Risultati: a) i docenti utilizzati sono spesso giovani con poca esperienza formativa o senior con scarsa motivazione a far bene; b) i contenuti delle lezioni risultano noiosi e ripetitivi; c) la verifica dell’apprendimento non si fa e se si fa è inattendibile; d) i materiali didattici consegnati ai corsisti sono scadenti; e) i lavoratori in aula sono stanchi e arrabbiati, sia perché sono stati costretti ad andare al Corso dopo il turno di lavoro, sia perché lo straordinario, loro dovuto, molto probabilmente non lo vedranno in busta paga e le ore trascorse in più in azienda finiranno “in cavalleria”
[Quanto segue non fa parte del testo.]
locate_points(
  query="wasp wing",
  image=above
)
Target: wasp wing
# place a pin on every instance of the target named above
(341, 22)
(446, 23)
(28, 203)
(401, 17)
In questo esempio, apparentemente “regolare”, potremmo trovare  tre o quattro “illegalità” commesse, ma ciò che più mi interessa far rilevare è che l’obiettivo nobile della formazione (creare cultura) viene tradito per un piatto di lenticchie, rendendo quei lavoratori più impermeabili di prima ai cambiamenti di mentalità sulla sicurezza.

E non stiamo parlando di Corsi pro-forma, ovviamente.